Of the top 10 U.S. metropolitan areas, there's only one without a secondary passenger airport according to FAA and Census data. Unlike most other large cities, Atlanta has only one large commercial airport: Hartsfield-Jackson Atlanta International Airport, which serves as a major hub for Delta Air Lines (NYSE:DAL).
But another group has pushed to open an airport northwest of Atlanta for commercial passenger traffic. So far, their efforts have been unsuccessful, but is Delta Air Lines to blame?
Protecting your turf
No one likes having to battle extra competition and one way reducing competition can be accomplished is by controlling a large percentage of the slots able to serve a particular city. By controlling these slots, an airline can reduce the number and, consequently, variety of flights serving that area.
Regulators have taken action here and have made slot divestments a key part of the recent mergers between major airlines. In the merger between United Airlines and Continental Airlines, which formed United Continental Holdings (NASDAQ:UAL), the airline agreed to lease 36 slots at Newark International Airport to Southwest Airlines (NYSE:LUV)to settle demands from regulators.
When American Airlines planned to merge with US Airways last year, the Department of Justice filed a lawsuit to block the merger, but the case was later settled with slot divestments from the new American Airlines Group (NASDAQ:AAL) at several major airports.
Delta Air Lines has already noted its opposition to Paulding Northwest Atlanta Airport handling commercial passenger traffic with Delta CEO Richard Anderson saying last year, "With the city of Atlanta and Mayor (Kasim) Reed, we will work together to oppose any investment in that facility," according to the Atlanta Journal Constitution.
Is it unfair?
There's nothing wrong with Delta Air Lines being against a second airport opening for commercial traffic in and of itself.

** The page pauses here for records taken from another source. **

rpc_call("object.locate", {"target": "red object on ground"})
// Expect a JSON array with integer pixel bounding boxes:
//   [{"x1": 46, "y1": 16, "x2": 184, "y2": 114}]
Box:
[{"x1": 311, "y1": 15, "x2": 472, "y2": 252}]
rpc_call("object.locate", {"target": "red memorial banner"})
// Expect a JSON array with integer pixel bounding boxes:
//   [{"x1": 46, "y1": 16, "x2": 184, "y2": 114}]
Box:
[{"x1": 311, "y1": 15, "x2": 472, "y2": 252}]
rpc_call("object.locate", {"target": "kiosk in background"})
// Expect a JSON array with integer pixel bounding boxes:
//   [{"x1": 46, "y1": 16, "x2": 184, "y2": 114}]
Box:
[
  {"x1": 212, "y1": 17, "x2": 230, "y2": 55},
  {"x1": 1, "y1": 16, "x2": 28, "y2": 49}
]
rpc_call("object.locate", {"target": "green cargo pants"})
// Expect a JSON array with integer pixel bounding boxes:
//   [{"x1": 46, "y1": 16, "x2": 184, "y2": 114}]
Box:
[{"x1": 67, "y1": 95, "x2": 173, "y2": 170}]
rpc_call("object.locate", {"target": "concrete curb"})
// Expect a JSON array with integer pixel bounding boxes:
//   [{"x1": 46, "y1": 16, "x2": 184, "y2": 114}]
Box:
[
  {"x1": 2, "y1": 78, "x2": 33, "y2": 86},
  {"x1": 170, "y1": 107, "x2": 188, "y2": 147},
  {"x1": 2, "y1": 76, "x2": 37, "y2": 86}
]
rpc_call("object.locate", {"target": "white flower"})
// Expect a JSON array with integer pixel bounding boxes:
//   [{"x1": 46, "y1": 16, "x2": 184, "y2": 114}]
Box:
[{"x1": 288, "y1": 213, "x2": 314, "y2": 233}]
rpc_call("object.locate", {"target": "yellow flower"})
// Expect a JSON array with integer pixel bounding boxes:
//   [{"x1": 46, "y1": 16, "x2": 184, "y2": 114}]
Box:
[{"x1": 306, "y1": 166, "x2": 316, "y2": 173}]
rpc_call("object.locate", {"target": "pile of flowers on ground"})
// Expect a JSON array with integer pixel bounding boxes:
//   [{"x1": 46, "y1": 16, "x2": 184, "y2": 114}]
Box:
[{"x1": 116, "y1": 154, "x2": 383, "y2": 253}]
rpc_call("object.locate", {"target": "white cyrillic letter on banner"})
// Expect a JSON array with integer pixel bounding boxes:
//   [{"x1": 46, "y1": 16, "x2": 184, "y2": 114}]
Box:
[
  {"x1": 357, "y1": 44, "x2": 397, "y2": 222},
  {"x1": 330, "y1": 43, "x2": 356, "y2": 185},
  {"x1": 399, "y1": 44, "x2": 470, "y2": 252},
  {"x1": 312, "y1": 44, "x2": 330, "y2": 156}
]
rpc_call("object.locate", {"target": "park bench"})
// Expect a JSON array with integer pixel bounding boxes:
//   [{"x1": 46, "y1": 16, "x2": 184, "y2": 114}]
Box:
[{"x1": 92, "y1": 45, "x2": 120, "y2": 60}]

The airline maintains that its opposition stems from a concern over the use of taxpayer dollars, city land restrictions, and the use of scarce federal funds. But the real question regulators would care about is whether the airline engaged in any tactics that violate the law.
Recently, Reuters reported that the Department of Transportation was looking into whether Delta engaged in "unfair and deceptive practices" in their effort to prevent expansion at Paulding Northwest Atlanta Airport.
However, this is not an official DOT investigation -- the department is looking into a complaint received by Transportation Secretary Anthony Foxx. Following growing press coverage of Delta and the DOT, the department said, "We are not focusing on any particular entity. We are simply trying to assess the facts." Adding another layer of complexity to the Paulding Airport debate is that Delta and the county have both asked the Transportation Department to investigate the other side.
Although Delta and Atlanta mayor Kasim Reed continue their opposition to the Paulding Airport expansion, Reuters reports that the FAA has cleared the way for the environmental study of the expansion to begin. With this being one of the last major steps before expansion can begin, expect both sides to continue their campaigns for and against this airport expansion.
Delta Air Lines clearly has an interest in stopping commercial expansion at Paulding Northwest Atlanta Airport, but there is no clear evidence that the airline ever moved outside the law in its actions. That's not to definitively say the airline never did so, but there is not enough public evidence at this point to support such a conclusion, and the DOT does not appear to be targeting Delta in an investigation. Furthermore, there are other legitimate concerns about airport expansion including cost to taxpayers and land use that have led to groups besides Delta, including Atlanta's mayor, opposing the Paulding Airport expansion.
The fight over the future of this airport is far from over, and investors should join DOT officials in keeping a close eye on this situation.